Vox sublinha que, na documentação enviada, não figura qualquer relatório sobre os valores cobrados nem sobre as tarefas efetivamente realizadas por Carrero nesse cargo, "ao contrário do que está documentado em relação a David Sánchez".

Com isso, pretende "esclarecer se tais valores guardam a devida correspondência com uma prestação de serviços efetiva ou se, pelo contrário, poderiam constituir um saldo devedor injustificado (alcance) suscetível de gerar responsabilidade contábil".

MÁS DE MEDIO MILLÓN DE EUROS DE "MENOSCABO"

Por sua parte, o PP solicita que se requeira à Diputación de Badajoz a remissão dos expedientes de criação, provisão e modificação das vagas ocupadas por Sánchez e Carrero, assim como os contratos, folhas de pagamento, possíveis indenizações e uma relação dos meios materiais e pessoais postos à sua disposição.

Os populares também interessam que se pratique uma liquidação provisória do alcance e que a pesquisa se amplie tanto aos perceptores como aos gestores já identificados, além de "quaisquer outros intervenientes que resultem da instrução, depurando as responsabilidades contábeis diretas e subsidiárias".

O objetivo é que, uma vez quantificado o alcance, "se exercitem as ações de responsabilidade contábil frente a quem resultem responsáveis, com reintegro de quantias e juros".
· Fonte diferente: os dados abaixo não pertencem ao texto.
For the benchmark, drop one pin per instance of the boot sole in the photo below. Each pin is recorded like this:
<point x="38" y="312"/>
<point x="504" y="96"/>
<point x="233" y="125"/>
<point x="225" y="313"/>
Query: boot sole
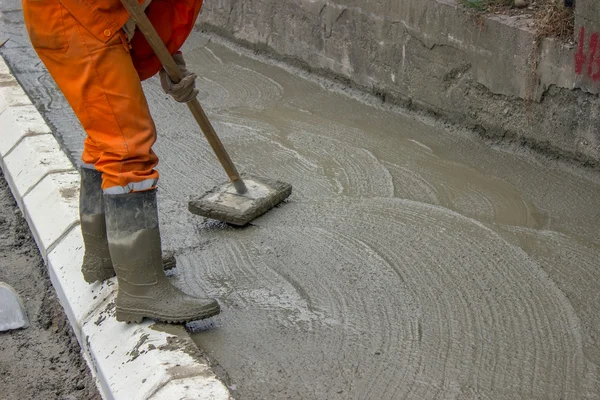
<point x="137" y="316"/>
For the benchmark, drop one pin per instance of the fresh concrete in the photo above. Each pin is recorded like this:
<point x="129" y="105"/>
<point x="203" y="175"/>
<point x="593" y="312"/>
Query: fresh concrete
<point x="432" y="55"/>
<point x="411" y="261"/>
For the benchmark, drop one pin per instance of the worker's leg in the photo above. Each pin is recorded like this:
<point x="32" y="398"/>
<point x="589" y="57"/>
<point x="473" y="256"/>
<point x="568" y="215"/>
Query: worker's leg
<point x="102" y="86"/>
<point x="104" y="89"/>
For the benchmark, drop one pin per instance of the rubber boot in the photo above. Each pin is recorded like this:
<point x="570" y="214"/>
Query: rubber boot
<point x="97" y="264"/>
<point x="135" y="248"/>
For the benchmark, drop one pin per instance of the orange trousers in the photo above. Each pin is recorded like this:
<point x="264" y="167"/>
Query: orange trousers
<point x="103" y="87"/>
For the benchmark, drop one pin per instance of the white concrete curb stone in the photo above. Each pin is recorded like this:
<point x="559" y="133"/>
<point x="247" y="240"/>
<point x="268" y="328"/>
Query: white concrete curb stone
<point x="146" y="361"/>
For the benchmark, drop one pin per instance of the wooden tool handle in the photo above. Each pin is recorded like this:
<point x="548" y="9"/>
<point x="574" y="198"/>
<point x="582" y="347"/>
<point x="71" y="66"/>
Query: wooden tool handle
<point x="161" y="51"/>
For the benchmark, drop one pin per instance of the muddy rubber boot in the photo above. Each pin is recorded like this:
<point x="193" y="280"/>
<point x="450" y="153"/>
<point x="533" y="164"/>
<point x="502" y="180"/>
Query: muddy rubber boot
<point x="97" y="264"/>
<point x="135" y="248"/>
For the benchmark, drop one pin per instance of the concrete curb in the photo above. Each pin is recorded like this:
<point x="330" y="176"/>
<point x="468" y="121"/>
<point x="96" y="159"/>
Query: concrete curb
<point x="146" y="361"/>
Os 'populares' argumentam que "concorrem indiciariamente a condição de gestores de fundos públicos, conduta contrária à normativa orçamentária e de pessoal, dano economicamente avaliável; e relação de causalidade", e ressaltam que a jurisdição contábil é independente e compatível com a penal, "sem que o resultado penal impeça exigir a responsabilidade contábil pelos mesmos fatos".

Sem prejuízo da liquidação definitiva que corresponda ao Tribunal de Contas, o PP calcula de forma "provisória, orientativa e não vinculante" que o cargo de Sánchez como "coordenador/chefe do Escritório de Artes Cênicas" gerou 416.798,82 euros em retribuições, enquanto que o de Carrero como "chefe de Seção de Coordenação de Centros e Atividades Transfronteiriças" supôs 113.200,76 euros, o que se traduziria em um "dano provisório" próximo a 530.000 euros entre ambos.
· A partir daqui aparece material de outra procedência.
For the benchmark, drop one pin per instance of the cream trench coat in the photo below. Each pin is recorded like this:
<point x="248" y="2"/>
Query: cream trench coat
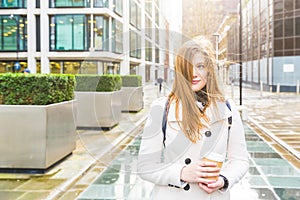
<point x="162" y="166"/>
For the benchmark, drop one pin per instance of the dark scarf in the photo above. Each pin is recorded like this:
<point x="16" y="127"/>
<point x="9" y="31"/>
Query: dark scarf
<point x="202" y="97"/>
Além disso, ressaltam que "a responsabilidade contábil não se circunscreve ao perceptor das retribuições, mas alcança a quem, no exercício de funções de gestão, manejo ou administração de fundos públicos, interveio na criação, provisão, relatório, aprovação, modificação ou manutenção das vagas".

A Audiência Provincial de Badajoz condenou Sánchez e Carrero à pena de inabilitação especial para emprego ou cargo público por um período de nove anos pelo delito de prevaricação administrativa.